This document explains the structure of Redis Enterprise Software log entries in rsyslog and how to use these log entries to identify events.

Note:
You can also secure your logs with a remote logging server and log rotation.

Log concepts

Redis Enterprise Software logs information from a variety of components in response to actions and events that occur within the cluster.

In some cases, a single action, such as removing a node from the cluster, may actually consist of several events. These actions may generate multiple log entries.

All log entries displayed in the admin console are also written to syslog. You can configure rsyslog to monitor syslog. Enabled alerts are logged to syslog and appear with other log entries.

Types of log entries

Log entries are categorized into events and alerts. Both types of entries appear in the logs, but alert log entries also include a boolean "state" parameter that indicates whether the alert is enabled or disabled.

Log entries include information about the specific event that occurred. See the log entry tables for clusters, databases, nodes, and users for more details.

Severity

You can also configure rsyslog to add other information, such as the event severity.

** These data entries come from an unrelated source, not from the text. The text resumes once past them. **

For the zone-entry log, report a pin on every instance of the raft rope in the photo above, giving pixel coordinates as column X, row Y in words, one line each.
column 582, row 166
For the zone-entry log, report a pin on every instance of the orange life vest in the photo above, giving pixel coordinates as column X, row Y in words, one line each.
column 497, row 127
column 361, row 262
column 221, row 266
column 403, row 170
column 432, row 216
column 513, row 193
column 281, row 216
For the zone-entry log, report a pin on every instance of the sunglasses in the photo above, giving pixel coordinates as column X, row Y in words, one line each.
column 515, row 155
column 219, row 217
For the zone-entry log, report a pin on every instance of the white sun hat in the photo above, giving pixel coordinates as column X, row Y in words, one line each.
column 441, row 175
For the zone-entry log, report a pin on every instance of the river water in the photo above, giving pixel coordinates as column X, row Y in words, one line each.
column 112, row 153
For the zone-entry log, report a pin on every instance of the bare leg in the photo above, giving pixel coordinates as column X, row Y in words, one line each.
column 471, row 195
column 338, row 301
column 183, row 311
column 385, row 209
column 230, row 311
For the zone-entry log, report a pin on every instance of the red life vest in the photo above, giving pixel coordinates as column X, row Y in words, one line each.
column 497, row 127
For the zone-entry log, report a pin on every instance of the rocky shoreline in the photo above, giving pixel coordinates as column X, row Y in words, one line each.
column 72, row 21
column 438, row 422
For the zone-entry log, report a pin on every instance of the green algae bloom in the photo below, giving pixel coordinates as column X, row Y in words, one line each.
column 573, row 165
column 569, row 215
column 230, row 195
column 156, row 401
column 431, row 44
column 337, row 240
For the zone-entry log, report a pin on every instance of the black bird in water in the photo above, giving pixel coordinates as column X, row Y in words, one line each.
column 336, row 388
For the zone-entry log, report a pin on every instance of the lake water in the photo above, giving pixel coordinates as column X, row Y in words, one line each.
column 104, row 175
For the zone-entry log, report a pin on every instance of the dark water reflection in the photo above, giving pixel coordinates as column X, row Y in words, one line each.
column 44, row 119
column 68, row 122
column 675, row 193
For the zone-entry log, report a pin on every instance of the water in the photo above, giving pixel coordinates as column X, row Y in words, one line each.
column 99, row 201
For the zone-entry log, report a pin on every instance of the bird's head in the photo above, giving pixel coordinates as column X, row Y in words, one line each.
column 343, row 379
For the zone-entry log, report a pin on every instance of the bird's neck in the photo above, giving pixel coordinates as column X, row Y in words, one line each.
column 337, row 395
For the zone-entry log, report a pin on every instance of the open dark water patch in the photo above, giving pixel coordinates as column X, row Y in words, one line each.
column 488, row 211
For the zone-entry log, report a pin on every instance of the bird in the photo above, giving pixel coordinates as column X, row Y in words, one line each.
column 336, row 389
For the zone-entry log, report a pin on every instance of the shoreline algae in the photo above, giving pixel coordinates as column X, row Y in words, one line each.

Since rsyslog entries do not include severity by default, you can follow these steps to enable it:

  1. Add the following line to /etc/rsyslog.conf:

    $template TraditionalFormatWithPRI,"%pri-text%: %timegenerated% %HOSTNAME% %syslogtag%%msg:::drop-last-lf%\n"
    
  2. Modify $ActionFileDefaultTemplate to use your new template $ActionFileDefaultTemplateTraditionalFormatWithPRI

  3. Save these changes and restart rsyslog to apply them

You can see the log entries for alerts and events in the /var/log/messages file.

Command components:

  • %pri­text% ­adds the severity
  • %timegenerated% ­adds the timestamp
  • %HOSTNAME% ­adds the machine name
  • %syslogtag% adds ­the Redis Enterprise Software message. See the log entry structure section for more details.
  • %msg:::drop­last­lf%n ­removes duplicated log entries

Log entry structure

The log entries have the following basic structure:

event_log[<process id>]:{<list of key-value pairs in any order>}
  • event_log:­ Plain static text is always shown at the beginning of the entry.
  • process id­: The ID of the logging process
  • list of key-value pairs in any order:­ A list of key-value pairs that describe the specific event. They can appear in any order. Some key­-value pairs are always shown, and some appear depending on the specific event.
    • Key-­value pairs that always appear:
      • "type": A unique code­ name for the logged event. For the list of codenames, see the logged events and alerts tables for clusters, databases, nodes, and users.
      • "object": Defines the object type and ID (if relevant) of the object this event relates to, such as cluster, node with ID, BDB with ID, etc. Has the format of <object type>[:<id>].
      • "time": Unix epoch time but can be ignored in this context.
    • Key-­value pairs that might appear depending on the specific entry:
      • "state": A boolean where true means the alert is enabled, and false means the alert is disabled. This is only relevant for alert log entries.
      • "global_threshold": The value of a threshold for alerts related to cluster or node objects.
      • "threshold": The value of a threshold for alerts related to a BDB object.

Log entry samples

This section provides examples of log entries that include the rsyslog configuration to add the severity, timestamp, and machine name.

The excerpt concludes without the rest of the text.